Is a Novel Non-Surgical Circumcision Device a Viable Option for HIV Prevention?
Voluntary medical male circumcision may help to reduce the spread of HIV.
A non-surgical circumcision device may prevent the spread of HIV in Africa, according to Forbes.
At the recent Cannes Lions festival in France, the startup company Circ MedTech presented their device PrePex, which aims to reduce the number of HIV contractions in Africa.
Sub-Saharan Africa has the highest incidence of HIV, with nearly 1 of every 25 adults living with HIV. Furthermore, the region accounts for nearly 70% of all individuals living with HIV worldwide, according to the World Health Organization (WHO).
Although antiretroviral therapy and pre-exposure prophylaxis has improved the HIV landscape, there is still no cure. In 2007, the WHO and UNAIDS reported that data from randomized, controlled clinical trials showed that male circumcision could reduce the risk of infection by approximately 60%.
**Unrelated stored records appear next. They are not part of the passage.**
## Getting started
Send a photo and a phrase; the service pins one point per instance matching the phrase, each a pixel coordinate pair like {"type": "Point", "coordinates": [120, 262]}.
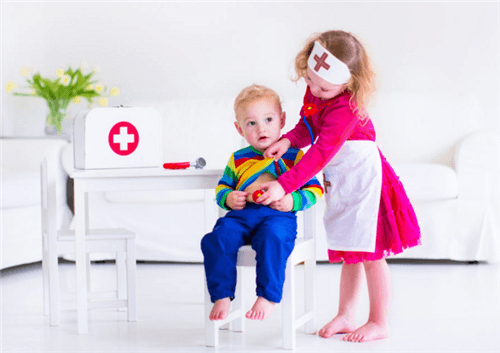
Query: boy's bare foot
{"type": "Point", "coordinates": [261, 309]}
{"type": "Point", "coordinates": [339, 324]}
{"type": "Point", "coordinates": [368, 332]}
{"type": "Point", "coordinates": [220, 310]}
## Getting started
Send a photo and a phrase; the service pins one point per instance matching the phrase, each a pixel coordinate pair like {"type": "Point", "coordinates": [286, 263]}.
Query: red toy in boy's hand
{"type": "Point", "coordinates": [257, 194]}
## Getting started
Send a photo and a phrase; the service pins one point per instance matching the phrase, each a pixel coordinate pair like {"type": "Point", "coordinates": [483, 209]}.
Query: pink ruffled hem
{"type": "Point", "coordinates": [397, 227]}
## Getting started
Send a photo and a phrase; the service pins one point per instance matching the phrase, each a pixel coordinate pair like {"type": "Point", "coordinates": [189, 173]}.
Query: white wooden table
{"type": "Point", "coordinates": [86, 181]}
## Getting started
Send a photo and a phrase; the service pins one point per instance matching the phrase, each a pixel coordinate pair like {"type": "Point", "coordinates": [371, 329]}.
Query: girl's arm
{"type": "Point", "coordinates": [336, 128]}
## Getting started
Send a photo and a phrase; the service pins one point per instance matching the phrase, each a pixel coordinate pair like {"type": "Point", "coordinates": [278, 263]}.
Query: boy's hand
{"type": "Point", "coordinates": [277, 149]}
{"type": "Point", "coordinates": [236, 200]}
{"type": "Point", "coordinates": [283, 205]}
{"type": "Point", "coordinates": [273, 191]}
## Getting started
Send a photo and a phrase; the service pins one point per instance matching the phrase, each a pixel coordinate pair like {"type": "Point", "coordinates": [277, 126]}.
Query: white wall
{"type": "Point", "coordinates": [207, 50]}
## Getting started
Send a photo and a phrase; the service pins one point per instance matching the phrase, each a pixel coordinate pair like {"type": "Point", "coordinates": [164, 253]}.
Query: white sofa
{"type": "Point", "coordinates": [456, 202]}
{"type": "Point", "coordinates": [20, 212]}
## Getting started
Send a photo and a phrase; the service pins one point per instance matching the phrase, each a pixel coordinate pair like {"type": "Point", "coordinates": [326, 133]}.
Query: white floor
{"type": "Point", "coordinates": [435, 308]}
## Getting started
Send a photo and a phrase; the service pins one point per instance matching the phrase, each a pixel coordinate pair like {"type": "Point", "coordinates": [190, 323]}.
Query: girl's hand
{"type": "Point", "coordinates": [277, 149]}
{"type": "Point", "coordinates": [273, 191]}
{"type": "Point", "coordinates": [283, 205]}
{"type": "Point", "coordinates": [236, 200]}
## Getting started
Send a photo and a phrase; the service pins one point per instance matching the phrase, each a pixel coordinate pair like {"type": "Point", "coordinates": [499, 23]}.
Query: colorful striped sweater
{"type": "Point", "coordinates": [247, 164]}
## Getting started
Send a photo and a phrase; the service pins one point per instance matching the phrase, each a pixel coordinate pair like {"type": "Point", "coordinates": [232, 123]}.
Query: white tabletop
{"type": "Point", "coordinates": [141, 172]}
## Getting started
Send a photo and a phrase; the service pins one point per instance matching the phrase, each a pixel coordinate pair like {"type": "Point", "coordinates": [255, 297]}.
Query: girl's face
{"type": "Point", "coordinates": [321, 88]}
{"type": "Point", "coordinates": [260, 123]}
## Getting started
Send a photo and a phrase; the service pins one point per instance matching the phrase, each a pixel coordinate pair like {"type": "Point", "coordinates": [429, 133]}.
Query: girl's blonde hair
{"type": "Point", "coordinates": [252, 93]}
{"type": "Point", "coordinates": [348, 49]}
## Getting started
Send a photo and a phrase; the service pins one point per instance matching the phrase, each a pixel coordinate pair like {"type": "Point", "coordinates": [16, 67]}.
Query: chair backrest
{"type": "Point", "coordinates": [48, 196]}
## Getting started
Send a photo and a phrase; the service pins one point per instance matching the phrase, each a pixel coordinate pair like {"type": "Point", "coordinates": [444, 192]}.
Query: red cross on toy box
{"type": "Point", "coordinates": [121, 137]}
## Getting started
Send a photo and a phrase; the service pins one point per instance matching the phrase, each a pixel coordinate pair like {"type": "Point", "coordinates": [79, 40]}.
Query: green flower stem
{"type": "Point", "coordinates": [57, 113]}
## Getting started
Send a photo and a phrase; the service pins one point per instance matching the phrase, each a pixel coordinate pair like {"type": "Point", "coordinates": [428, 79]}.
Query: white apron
{"type": "Point", "coordinates": [353, 182]}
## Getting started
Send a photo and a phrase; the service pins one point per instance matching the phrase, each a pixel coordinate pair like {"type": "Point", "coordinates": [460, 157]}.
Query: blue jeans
{"type": "Point", "coordinates": [271, 234]}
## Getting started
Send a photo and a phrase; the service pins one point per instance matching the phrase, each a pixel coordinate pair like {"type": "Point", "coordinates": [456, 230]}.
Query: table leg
{"type": "Point", "coordinates": [80, 258]}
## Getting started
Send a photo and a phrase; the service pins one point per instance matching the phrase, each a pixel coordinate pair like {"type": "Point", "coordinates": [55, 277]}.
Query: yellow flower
{"type": "Point", "coordinates": [65, 80]}
{"type": "Point", "coordinates": [10, 86]}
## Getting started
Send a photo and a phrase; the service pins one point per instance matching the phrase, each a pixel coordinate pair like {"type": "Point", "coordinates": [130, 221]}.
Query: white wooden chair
{"type": "Point", "coordinates": [57, 242]}
{"type": "Point", "coordinates": [304, 252]}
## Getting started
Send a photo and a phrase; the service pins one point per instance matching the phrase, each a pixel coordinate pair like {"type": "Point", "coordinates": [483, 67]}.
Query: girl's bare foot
{"type": "Point", "coordinates": [261, 309]}
{"type": "Point", "coordinates": [368, 332]}
{"type": "Point", "coordinates": [220, 309]}
{"type": "Point", "coordinates": [339, 324]}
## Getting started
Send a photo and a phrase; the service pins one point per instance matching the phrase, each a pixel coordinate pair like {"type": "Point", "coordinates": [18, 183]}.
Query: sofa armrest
{"type": "Point", "coordinates": [476, 162]}
{"type": "Point", "coordinates": [24, 155]}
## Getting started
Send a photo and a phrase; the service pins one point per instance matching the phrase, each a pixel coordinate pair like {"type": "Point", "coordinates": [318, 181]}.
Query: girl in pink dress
{"type": "Point", "coordinates": [368, 215]}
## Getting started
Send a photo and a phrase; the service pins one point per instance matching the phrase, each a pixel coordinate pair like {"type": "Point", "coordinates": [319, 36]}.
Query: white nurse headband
{"type": "Point", "coordinates": [327, 66]}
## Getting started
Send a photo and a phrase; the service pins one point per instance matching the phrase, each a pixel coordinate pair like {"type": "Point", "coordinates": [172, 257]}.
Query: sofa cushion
{"type": "Point", "coordinates": [427, 181]}
{"type": "Point", "coordinates": [20, 188]}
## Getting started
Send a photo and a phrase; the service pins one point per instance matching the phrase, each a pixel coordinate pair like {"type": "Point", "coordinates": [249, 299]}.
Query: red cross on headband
{"type": "Point", "coordinates": [327, 66]}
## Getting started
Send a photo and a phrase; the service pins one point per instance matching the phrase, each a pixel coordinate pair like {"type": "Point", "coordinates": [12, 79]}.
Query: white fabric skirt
{"type": "Point", "coordinates": [353, 183]}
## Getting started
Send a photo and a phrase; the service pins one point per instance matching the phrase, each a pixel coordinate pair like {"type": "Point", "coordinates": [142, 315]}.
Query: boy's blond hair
{"type": "Point", "coordinates": [348, 49]}
{"type": "Point", "coordinates": [253, 93]}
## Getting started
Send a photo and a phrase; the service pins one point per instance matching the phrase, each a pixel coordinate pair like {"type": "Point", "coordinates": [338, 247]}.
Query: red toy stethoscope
{"type": "Point", "coordinates": [198, 164]}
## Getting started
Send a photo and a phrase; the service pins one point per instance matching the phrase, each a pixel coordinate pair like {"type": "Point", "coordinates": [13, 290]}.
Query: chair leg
{"type": "Point", "coordinates": [239, 302]}
{"type": "Point", "coordinates": [89, 281]}
{"type": "Point", "coordinates": [309, 293]}
{"type": "Point", "coordinates": [131, 281]}
{"type": "Point", "coordinates": [121, 277]}
{"type": "Point", "coordinates": [45, 272]}
{"type": "Point", "coordinates": [211, 329]}
{"type": "Point", "coordinates": [289, 334]}
{"type": "Point", "coordinates": [53, 290]}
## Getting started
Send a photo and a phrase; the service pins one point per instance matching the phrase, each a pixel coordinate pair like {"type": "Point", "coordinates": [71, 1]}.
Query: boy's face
{"type": "Point", "coordinates": [260, 123]}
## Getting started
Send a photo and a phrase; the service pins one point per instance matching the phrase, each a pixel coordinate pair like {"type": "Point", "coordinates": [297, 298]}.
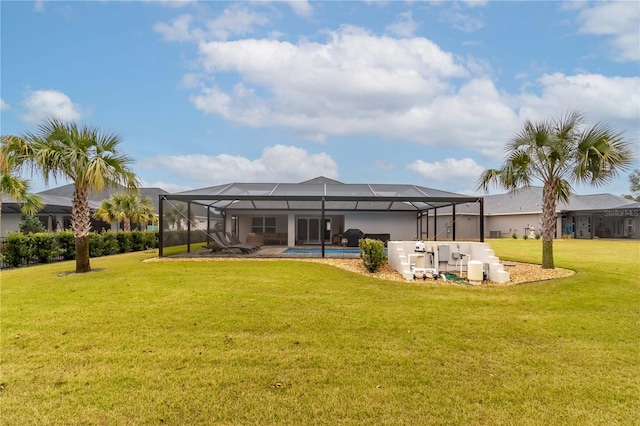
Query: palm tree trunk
{"type": "Point", "coordinates": [81, 225]}
{"type": "Point", "coordinates": [549, 196]}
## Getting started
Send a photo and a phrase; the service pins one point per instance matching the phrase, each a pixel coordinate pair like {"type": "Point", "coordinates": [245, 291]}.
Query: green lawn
{"type": "Point", "coordinates": [301, 343]}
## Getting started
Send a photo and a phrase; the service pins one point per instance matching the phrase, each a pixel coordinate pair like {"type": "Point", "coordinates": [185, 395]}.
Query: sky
{"type": "Point", "coordinates": [404, 92]}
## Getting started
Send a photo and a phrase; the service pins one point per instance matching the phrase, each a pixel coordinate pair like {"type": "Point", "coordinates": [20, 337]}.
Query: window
{"type": "Point", "coordinates": [260, 224]}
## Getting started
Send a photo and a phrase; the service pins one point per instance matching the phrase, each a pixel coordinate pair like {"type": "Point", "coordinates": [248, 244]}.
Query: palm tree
{"type": "Point", "coordinates": [126, 208]}
{"type": "Point", "coordinates": [10, 182]}
{"type": "Point", "coordinates": [559, 153]}
{"type": "Point", "coordinates": [88, 157]}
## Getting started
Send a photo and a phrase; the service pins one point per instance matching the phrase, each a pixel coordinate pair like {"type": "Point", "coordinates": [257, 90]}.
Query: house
{"type": "Point", "coordinates": [520, 213]}
{"type": "Point", "coordinates": [319, 211]}
{"type": "Point", "coordinates": [56, 214]}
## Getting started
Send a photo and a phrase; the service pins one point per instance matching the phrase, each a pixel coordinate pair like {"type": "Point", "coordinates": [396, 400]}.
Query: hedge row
{"type": "Point", "coordinates": [27, 249]}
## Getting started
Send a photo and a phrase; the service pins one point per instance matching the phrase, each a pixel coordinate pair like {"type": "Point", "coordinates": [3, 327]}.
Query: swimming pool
{"type": "Point", "coordinates": [327, 251]}
{"type": "Point", "coordinates": [318, 251]}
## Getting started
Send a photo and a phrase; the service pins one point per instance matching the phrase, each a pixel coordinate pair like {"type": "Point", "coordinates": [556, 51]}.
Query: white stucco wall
{"type": "Point", "coordinates": [400, 226]}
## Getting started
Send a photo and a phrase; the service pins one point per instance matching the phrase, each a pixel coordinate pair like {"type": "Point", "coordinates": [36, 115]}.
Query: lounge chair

As a result, they recommend voluntary medical male circumcision as an integral part of comprehensive HIV prevention programs because it can save millions of lives and billions of dollars in health care costs for HIV/AIDS treatment.
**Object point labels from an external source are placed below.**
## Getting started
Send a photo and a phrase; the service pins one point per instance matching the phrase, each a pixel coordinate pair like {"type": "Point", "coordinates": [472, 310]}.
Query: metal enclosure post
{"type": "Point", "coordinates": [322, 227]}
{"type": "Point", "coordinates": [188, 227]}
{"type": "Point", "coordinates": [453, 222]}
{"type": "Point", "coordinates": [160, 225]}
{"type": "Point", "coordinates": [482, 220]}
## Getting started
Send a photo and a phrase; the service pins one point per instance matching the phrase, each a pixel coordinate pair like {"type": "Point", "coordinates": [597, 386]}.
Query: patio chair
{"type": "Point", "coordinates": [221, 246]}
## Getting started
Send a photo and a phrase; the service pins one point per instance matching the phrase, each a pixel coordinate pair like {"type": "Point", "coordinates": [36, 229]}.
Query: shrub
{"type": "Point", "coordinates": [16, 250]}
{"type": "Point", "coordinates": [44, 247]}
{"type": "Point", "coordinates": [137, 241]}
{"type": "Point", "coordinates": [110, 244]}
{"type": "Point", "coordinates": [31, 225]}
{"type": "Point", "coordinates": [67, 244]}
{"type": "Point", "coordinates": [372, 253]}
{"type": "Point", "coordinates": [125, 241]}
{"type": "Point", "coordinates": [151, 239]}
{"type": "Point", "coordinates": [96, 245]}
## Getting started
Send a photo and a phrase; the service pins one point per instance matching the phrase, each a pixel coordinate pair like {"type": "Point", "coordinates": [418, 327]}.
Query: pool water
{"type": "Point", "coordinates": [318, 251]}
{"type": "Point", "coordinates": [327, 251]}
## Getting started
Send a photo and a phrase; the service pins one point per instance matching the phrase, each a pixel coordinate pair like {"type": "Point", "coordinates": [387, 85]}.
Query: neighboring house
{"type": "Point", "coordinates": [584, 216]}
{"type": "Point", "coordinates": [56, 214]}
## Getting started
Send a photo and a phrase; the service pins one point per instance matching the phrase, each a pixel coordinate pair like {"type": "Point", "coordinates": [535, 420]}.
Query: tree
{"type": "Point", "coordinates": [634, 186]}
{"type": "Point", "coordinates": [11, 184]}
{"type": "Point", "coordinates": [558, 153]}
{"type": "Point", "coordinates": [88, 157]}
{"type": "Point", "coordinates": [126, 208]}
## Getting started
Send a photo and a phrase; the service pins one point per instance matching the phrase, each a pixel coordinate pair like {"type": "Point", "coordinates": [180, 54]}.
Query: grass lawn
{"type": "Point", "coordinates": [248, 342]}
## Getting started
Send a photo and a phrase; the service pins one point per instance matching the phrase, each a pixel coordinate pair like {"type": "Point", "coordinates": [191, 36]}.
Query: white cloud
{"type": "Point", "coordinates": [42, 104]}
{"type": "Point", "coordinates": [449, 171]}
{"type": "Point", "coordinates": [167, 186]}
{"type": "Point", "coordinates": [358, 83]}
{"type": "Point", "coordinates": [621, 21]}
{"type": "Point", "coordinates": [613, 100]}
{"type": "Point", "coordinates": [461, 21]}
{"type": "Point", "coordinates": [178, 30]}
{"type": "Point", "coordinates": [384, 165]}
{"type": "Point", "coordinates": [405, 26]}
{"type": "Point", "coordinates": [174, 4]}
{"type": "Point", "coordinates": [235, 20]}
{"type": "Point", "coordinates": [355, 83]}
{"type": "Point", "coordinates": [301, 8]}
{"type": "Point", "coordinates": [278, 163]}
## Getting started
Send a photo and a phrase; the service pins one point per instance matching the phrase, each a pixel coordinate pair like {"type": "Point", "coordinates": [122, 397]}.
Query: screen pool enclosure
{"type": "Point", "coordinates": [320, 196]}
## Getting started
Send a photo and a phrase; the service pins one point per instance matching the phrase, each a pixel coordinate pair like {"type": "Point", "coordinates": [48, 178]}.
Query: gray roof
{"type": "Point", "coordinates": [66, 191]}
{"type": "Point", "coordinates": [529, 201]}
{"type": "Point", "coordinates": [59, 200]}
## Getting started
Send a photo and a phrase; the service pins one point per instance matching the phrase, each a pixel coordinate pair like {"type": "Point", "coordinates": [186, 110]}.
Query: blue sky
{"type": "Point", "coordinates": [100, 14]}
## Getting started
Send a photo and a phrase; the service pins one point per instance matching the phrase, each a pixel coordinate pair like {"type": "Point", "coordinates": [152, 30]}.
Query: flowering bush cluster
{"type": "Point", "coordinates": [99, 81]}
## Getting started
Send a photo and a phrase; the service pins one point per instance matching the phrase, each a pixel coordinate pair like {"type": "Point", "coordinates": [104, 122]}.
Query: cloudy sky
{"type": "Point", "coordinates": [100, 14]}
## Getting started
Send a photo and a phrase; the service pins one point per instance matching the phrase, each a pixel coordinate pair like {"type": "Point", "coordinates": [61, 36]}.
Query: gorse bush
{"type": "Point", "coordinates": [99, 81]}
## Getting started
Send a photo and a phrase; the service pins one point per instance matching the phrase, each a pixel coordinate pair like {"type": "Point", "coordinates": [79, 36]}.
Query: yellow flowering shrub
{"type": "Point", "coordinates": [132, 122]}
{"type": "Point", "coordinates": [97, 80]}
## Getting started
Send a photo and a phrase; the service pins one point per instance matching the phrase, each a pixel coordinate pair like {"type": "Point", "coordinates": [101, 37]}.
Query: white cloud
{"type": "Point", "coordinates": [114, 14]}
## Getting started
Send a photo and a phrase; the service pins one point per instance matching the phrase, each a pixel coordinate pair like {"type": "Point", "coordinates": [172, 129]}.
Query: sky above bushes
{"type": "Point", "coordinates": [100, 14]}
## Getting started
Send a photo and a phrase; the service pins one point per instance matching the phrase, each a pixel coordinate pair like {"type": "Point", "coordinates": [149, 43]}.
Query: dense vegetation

Male circumcision is considered one of the best investments in global health, and the most sustainable development holes across 14 priority countries in sub-Saharan Africa, according to Forbes.
“But there’s little chance that Africa can scale up programs and that’s where we come into the picture,” Adi Kadussi, director of marketing, Circ MedTech, said during the presentation, as reported by Forbes. “We had to think outside the box, and so we developed a new procedure using PrePex, the only non-surgical device designed for adult men in Africa. It’s safe, simple, scalable, cost effective, and not painful for the end user.”
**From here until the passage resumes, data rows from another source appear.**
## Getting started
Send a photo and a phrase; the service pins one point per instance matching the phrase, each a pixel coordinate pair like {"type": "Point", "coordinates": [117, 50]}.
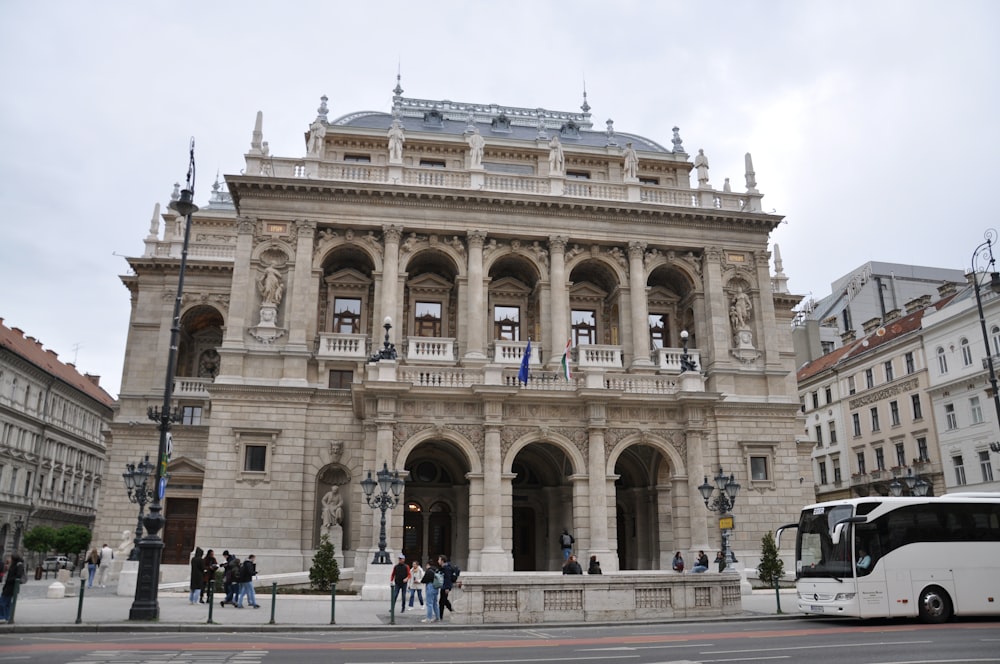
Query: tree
{"type": "Point", "coordinates": [771, 566]}
{"type": "Point", "coordinates": [325, 572]}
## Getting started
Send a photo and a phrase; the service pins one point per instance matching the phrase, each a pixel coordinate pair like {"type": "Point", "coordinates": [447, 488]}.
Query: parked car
{"type": "Point", "coordinates": [53, 563]}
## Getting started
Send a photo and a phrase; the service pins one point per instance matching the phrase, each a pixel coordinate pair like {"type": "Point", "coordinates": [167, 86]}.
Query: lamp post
{"type": "Point", "coordinates": [687, 364]}
{"type": "Point", "coordinates": [723, 505]}
{"type": "Point", "coordinates": [985, 251]}
{"type": "Point", "coordinates": [145, 605]}
{"type": "Point", "coordinates": [388, 350]}
{"type": "Point", "coordinates": [136, 478]}
{"type": "Point", "coordinates": [389, 486]}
The device works by applying controlled radial elastic pressure to the foreskin between a “rigid inner ring and an elastic ring to gently stop distal blood flow,” according to the company website. After 1 week, the necrotic foreskin and the device are removed.
“The PrePex procedure takes only 5 minutes, is reported to be less painful than surgical circumcision, and doesn’t require time off from work,” the company site reads.
As of 2016, PrePex is being used and/or researched in Rwanda, Uganda, Zimbabwe, South Africa, Kenya, Botswana, Zambia, Tanzania, Namibia, Lesotho, Mozambique, Indonesia (Papua), and India.
“We’ve delivered more than 1 million devices for countries in Africa, which according to statistical models, means 150 million HIV cases have been diverted, meaning more money can be shifted from potential HIV cases to other spaces,” Kadussi said.